An Egyptian intelligence officer on Wednesday denied media reports that a top Hamas military commander was wanted by Cairo in connection with the killing last August of 16 border guards.
The Egyptian presidency, meanwhile, said authorities were still investigating the attack.
The government owned Al-Ahram Al-Arabi magazine last month reported that Ayman Nofal, a top commander in Hamas military wing the Ezzedine al-Qassam Brigades, was allegedly wanted in Egypt in connection with last year's attack.
But an intelligence official dismissed the report as "completely false."
"We categorically deny this," the official said.
The presidency said investigations into the attack "have not yet finished," state television reported.
Hamas spokesman Taher al-Nunu told AFP that Al-Qassam Brigades had nothing to do with the August 5 Sinai attack.
On that day, suspected Islamist militants staged a bloody ambush on an Egyptian security post, killing 16 border police and crashing an armoured vehicle and a truck through the Israeli border fence before being killed in an Israeli air strike.
Egypt's military later launched an unprecedented campaign in the lawless Sinai Peninsula to flush out the militants.

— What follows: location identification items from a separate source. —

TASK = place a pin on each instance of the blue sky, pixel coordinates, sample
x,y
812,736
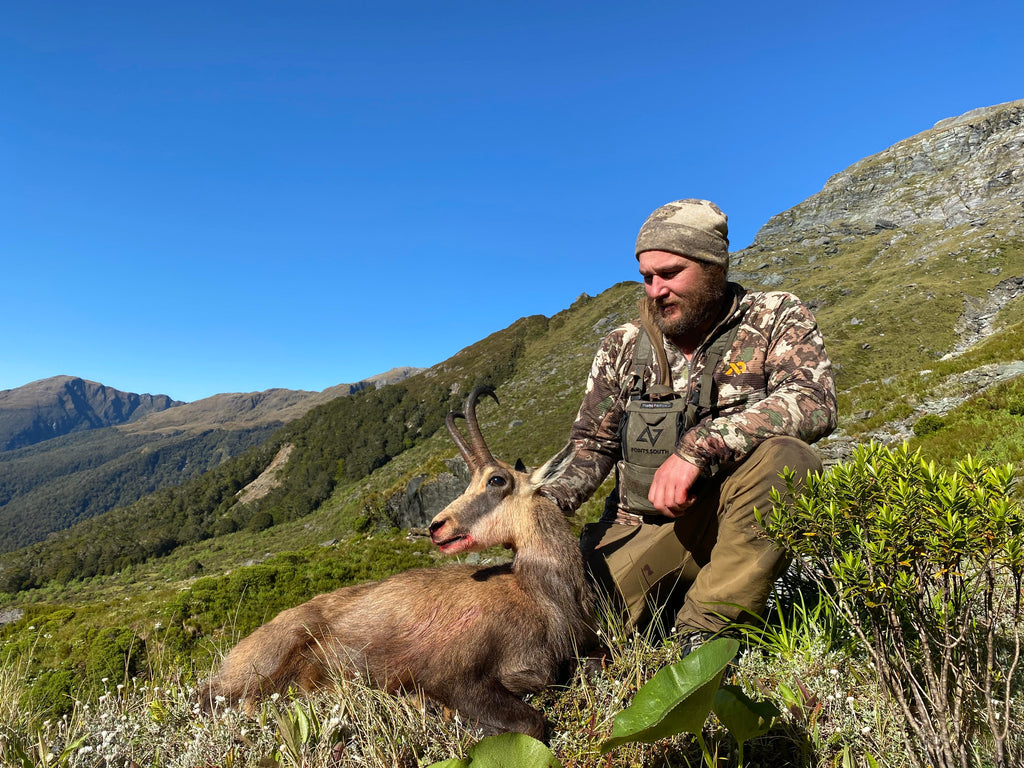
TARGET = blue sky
x,y
222,197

The accusations against Hamas, which is ideologically linked with Egypt's ruling Muslim Brotherhood movement, come amid increased tensions between the the two Islamist groups after Egypt began destroying smuggling tunnels to neighbouring Gaza.

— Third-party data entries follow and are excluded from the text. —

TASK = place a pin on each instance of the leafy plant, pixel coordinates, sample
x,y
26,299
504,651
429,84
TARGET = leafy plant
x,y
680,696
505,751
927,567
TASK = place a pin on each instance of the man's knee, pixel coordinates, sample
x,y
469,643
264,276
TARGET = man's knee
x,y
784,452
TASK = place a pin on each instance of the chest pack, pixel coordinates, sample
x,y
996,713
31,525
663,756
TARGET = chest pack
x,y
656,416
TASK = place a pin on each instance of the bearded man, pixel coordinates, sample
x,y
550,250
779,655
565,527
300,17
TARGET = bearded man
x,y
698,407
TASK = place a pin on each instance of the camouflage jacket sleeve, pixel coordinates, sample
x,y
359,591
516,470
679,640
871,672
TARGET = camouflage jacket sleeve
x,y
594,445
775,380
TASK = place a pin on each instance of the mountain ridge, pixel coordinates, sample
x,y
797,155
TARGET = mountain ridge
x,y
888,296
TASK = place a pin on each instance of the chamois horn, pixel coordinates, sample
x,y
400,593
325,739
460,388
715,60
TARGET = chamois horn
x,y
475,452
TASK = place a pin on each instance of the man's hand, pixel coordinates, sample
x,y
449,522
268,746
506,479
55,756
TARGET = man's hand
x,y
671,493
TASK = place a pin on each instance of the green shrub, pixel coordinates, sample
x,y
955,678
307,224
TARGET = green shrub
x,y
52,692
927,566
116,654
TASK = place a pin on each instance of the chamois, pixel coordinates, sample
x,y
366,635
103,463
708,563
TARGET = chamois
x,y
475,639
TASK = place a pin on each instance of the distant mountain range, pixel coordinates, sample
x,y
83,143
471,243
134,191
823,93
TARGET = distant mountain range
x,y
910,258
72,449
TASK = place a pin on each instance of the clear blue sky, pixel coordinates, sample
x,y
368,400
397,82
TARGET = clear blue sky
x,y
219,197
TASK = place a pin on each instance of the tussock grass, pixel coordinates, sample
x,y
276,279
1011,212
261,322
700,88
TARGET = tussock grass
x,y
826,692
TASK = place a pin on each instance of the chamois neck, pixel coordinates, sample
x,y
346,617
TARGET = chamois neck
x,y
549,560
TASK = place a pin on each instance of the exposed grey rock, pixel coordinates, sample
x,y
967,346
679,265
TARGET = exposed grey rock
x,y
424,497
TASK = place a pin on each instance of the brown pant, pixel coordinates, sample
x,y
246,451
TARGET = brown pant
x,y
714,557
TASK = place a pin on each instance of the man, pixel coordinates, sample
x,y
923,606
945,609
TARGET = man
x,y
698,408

A Hamas official told AFP his group was concerned it had become a "pawn" in a political battle between Islamist President Mohamed Morsi and his liberal-leaning opposition.
Hamas deputy chief, Mussa Abu Marzuq, has been based in Cairo since the militant group's political leadership left Damascus in 2012.
He has met Egyptian opposition figures "to remove Hamas from the Egyptian domestic equation," the Hamas official told AFP.